Tuban, 28 Juni 2025 — Polemik mencuat di Desa Kapu, Kecamatan Merakurak, Kabupaten Tuban, menyusul pembangunan sebuah menara telekomunikasi yang diduga belum mengantongi izin lengkap. Warga mempertanyakan integritas dan ketegasan aparat pemerintah setempat dalam menegakkan aturan terkait pembangunan infrastruktur vital seperti ini.
Pembangunan menara yang berlokasi di daerah Poh Cilik tersebut menjadi sorotan setelah diketahui tidak memiliki Persetujuan Bangunan Gedung (PBG), padahal izin tersebut telah menjadi syarat utama menggantikan Izin Mendirikan Bangunan (IMB) sesuai Peraturan Pemerintah (PP) Nomor 16 Tahun 2021.

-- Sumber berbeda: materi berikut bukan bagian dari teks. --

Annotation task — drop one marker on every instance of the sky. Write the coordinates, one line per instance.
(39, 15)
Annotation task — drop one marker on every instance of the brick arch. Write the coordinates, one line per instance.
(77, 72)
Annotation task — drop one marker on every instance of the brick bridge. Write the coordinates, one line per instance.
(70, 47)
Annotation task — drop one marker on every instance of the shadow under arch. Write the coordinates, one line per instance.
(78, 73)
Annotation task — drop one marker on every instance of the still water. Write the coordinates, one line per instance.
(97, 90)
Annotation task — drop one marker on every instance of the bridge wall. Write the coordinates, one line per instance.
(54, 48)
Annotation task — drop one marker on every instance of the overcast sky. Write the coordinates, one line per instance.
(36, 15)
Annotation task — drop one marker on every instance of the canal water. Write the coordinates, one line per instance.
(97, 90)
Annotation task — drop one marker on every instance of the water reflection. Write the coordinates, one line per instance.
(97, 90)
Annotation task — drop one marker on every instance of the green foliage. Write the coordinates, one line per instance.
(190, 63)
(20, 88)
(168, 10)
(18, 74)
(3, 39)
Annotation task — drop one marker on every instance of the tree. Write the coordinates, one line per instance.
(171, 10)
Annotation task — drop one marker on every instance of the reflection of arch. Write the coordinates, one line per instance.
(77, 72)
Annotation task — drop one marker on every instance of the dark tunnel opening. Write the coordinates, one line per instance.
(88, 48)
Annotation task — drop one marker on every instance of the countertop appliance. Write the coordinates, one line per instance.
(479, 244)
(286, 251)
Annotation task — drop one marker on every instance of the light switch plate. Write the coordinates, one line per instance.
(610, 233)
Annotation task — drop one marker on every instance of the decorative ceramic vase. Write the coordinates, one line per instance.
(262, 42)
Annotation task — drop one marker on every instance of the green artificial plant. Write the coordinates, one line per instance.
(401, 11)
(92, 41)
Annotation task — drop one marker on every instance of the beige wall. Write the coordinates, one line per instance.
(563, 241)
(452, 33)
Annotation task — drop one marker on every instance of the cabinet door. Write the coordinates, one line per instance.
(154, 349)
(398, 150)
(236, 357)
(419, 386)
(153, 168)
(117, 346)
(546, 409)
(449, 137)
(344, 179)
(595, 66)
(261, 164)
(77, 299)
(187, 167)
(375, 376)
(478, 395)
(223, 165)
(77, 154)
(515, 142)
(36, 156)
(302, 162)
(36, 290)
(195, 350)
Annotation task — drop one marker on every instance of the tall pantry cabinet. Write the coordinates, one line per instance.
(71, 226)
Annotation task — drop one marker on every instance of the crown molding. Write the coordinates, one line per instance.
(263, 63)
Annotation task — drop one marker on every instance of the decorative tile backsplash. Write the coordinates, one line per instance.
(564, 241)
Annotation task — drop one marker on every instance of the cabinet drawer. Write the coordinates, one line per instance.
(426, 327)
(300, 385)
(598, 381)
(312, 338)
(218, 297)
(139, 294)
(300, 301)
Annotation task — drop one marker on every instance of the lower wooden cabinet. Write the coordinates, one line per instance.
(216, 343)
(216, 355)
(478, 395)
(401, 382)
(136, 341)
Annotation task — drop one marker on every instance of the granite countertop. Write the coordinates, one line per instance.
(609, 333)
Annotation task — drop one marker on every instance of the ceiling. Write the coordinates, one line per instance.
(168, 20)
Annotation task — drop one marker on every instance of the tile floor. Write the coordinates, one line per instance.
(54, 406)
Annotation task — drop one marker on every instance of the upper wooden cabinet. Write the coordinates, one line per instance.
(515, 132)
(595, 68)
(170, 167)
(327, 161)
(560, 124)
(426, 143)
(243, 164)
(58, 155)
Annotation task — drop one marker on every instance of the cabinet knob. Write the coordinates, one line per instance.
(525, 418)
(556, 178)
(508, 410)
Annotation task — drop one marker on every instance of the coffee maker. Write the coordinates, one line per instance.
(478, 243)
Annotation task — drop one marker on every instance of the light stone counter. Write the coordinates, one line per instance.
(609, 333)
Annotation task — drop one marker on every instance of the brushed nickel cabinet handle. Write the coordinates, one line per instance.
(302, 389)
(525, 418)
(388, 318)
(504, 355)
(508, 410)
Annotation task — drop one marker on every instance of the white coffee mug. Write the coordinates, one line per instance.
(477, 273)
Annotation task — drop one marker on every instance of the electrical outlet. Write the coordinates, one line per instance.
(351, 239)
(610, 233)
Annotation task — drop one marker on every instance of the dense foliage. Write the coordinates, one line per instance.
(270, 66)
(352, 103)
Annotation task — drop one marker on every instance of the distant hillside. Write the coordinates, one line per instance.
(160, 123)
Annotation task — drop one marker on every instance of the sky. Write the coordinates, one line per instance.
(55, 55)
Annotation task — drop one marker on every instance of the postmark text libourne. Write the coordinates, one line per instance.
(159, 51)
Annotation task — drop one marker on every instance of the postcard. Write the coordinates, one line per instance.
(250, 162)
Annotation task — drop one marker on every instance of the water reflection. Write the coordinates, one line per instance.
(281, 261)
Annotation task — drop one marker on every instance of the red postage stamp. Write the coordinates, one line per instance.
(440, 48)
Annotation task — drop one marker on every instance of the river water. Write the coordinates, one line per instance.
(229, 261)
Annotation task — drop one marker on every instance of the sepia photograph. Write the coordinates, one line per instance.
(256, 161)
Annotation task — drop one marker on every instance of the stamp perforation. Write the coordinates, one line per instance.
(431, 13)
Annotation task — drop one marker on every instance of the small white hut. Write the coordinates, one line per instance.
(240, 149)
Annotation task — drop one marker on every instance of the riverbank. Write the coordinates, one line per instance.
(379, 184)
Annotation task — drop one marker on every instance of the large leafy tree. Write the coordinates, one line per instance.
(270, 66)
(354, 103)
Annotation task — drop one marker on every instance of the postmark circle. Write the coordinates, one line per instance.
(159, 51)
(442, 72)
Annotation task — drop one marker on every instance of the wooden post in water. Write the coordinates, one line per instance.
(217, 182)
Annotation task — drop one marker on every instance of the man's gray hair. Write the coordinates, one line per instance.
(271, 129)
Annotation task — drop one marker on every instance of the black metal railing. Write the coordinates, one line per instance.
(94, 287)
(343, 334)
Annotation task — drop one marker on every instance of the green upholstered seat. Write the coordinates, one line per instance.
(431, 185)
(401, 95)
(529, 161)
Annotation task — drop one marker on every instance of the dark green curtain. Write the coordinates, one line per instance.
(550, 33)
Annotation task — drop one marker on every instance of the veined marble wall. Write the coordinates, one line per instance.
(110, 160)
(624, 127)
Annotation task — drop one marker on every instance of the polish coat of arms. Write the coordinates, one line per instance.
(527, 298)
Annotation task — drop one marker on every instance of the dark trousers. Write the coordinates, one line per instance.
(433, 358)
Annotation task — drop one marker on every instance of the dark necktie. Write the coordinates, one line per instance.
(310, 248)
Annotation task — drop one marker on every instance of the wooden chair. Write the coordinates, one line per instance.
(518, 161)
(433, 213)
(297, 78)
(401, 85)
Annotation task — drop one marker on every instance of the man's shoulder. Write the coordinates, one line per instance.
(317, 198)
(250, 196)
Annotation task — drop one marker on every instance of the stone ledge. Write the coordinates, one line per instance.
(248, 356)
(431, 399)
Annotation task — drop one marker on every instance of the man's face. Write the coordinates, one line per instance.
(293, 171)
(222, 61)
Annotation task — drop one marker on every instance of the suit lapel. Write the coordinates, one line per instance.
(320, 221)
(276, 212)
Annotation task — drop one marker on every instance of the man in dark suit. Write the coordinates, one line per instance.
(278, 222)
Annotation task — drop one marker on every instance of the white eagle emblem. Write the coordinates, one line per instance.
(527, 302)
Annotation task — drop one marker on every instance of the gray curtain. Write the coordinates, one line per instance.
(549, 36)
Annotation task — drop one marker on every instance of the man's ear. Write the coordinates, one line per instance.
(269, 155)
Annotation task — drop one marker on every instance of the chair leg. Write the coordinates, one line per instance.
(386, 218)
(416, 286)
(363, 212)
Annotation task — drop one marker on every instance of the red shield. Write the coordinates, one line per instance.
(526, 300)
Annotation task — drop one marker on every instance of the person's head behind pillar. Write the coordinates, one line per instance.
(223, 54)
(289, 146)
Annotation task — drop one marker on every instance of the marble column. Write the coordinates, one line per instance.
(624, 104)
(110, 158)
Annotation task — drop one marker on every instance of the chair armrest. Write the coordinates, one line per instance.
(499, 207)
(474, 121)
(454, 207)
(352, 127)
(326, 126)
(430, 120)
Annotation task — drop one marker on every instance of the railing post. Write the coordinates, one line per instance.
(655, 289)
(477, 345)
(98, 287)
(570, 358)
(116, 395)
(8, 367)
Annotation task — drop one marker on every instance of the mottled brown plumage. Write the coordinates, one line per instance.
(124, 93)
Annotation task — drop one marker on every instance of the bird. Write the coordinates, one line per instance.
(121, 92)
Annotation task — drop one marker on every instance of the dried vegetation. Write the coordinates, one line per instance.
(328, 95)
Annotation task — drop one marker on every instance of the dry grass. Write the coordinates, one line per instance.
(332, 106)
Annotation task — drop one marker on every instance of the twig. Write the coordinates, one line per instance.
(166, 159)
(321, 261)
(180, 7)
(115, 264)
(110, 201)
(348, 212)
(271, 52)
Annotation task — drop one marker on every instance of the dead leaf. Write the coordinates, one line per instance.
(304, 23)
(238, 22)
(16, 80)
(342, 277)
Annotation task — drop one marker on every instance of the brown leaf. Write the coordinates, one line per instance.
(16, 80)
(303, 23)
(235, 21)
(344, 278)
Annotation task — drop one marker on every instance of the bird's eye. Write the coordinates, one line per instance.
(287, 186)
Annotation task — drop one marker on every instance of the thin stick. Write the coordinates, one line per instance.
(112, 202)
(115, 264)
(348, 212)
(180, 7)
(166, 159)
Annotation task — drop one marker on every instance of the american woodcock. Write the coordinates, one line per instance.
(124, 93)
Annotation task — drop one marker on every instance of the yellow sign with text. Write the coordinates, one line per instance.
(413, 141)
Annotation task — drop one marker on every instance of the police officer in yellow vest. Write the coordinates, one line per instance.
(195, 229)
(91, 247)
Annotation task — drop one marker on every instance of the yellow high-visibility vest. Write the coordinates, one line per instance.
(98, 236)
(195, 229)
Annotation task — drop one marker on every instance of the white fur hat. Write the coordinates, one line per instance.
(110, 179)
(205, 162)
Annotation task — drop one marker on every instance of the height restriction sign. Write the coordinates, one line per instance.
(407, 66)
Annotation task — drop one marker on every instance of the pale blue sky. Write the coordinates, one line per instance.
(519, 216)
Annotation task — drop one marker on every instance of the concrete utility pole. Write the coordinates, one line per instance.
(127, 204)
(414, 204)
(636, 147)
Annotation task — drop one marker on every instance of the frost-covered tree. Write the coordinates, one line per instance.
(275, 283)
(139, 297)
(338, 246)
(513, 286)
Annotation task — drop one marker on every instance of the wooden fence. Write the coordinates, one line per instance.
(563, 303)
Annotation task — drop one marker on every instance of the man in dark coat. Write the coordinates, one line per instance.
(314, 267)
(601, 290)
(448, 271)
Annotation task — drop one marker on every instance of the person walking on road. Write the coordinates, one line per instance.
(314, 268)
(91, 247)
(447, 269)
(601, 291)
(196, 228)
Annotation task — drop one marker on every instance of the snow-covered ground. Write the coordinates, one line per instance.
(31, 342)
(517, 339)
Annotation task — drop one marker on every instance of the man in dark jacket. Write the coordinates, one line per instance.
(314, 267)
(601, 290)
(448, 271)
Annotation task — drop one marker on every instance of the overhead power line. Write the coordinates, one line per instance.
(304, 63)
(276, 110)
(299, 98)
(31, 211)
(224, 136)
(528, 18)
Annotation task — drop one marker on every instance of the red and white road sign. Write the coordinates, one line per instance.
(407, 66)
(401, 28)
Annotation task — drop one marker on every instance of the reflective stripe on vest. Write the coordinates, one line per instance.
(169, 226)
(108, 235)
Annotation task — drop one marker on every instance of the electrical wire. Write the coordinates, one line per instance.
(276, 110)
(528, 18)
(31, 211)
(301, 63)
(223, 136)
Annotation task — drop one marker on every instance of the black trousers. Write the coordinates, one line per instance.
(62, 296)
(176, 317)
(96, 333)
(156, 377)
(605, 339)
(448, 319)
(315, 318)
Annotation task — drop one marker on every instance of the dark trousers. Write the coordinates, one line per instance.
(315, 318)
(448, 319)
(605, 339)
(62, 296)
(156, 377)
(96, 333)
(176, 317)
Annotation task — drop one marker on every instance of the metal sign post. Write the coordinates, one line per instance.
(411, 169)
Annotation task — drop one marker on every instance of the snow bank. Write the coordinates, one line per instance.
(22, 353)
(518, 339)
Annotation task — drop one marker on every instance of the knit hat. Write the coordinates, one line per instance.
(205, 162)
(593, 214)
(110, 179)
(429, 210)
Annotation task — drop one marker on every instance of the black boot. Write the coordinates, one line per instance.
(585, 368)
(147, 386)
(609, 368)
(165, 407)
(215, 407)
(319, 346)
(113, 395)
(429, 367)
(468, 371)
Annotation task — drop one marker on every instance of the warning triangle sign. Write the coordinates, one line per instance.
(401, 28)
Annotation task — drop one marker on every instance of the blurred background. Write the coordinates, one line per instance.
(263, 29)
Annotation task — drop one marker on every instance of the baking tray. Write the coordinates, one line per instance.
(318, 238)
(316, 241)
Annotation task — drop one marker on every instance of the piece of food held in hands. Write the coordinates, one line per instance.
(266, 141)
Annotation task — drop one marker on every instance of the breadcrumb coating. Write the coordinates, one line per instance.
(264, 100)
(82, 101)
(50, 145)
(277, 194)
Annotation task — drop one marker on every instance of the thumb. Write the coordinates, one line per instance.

“Ini jelas meresahkan. Kami tidak pernah diberi informasi lengkap, tahu-tahu proyek sudah berjalan. Kalau seperti ini terus, lantas untuk apa ada aturan perizinan?” ungkap HR, salah satu warga yang menyuarakan keresahannya.
Lebih lanjut, HR menuding bahwa pemerintah setempat terkesan tutup mata terhadap pelanggaran tersebut. “Saya menyayangkan kelalaian pemerintah daerah dan Muspika Merakurak. Apakah mereka memang sengaja membiarkan ini terjadi?” tegasnya.
Sikap Pemerintah Dipertanyakan
Alih-alih memberikan klarifikasi, Camat Merakurak Muhammad Mustakim justru memblokir komunikasi awak media saat dimintai tanggapan melalui pesan WhatsApp. Tindakan ini kian memperkuat kecurigaan publik bahwa ada sesuatu yang tidak transparan dalam proses pembangunan tower tersebut.
Sementara itu, Kepala Desa Kapu, Darmu, saat dikonfirmasi mengatakan bahwa pihaknya baru mengetahui bahwa proyek tersebut sudah mulai dikerjakan.
“Baru tahap sosialisasi, belum sampai perizinan. Kalau memang sudah mulai dikerjakan, saya malah belum tahu. Harusnya ada pemberitahuan resmi dulu,” ujar Darmu singkat.
Pernyataan ini justru memperlihatkan adanya disconnect antara pihak desa dan pihak pengembang, yang idealnya harus berkoordinasi sejak tahap awal untuk menghindari potensi konflik sosial.
Bukan Hanya Soal Izin, Tapi Juga Keselamatan dan Etika
Pembangunan infrastruktur telekomunikasi seperti tower tidak hanya menyangkut urusan administratif, tetapi juga berdampak langsung pada aspek keselamatan, tata ruang, dan lingkungan hidup. Tanpa kajian dan izin resmi, proyek semacam ini bisa berpotensi menimbulkan kerusakan lingkungan hingga gangguan sosial.
Proyek tanpa izin juga menimbulkan preseden buruk bagi perusahaan lain, seolah memberi pesan bahwa pembangunan bisa dilakukan sesuka hati, selama ada pembiaran dari pihak berwenang.
Tim Media Siap Telusuri Lebih Lanjut
Atas dugaan pelanggaran tersebut, tim media menyatakan akan terus melakukan koordinasi dan investigasi dengan berbagai pihak, termasuk dinas terkait di Kabupaten Tuban. Hal ini penting untuk memastikan bahwa seluruh proses pembangunan telah memenuhi regulasi dan tidak merugikan kepentingan masyarakat.
Pembangunan tidak bisa hanya mengandalkan kepentingan investasi semata. Keterbukaan, kepatuhan terhadap hukum, dan perlindungan terhadap warga harus menjadi fondasi utama.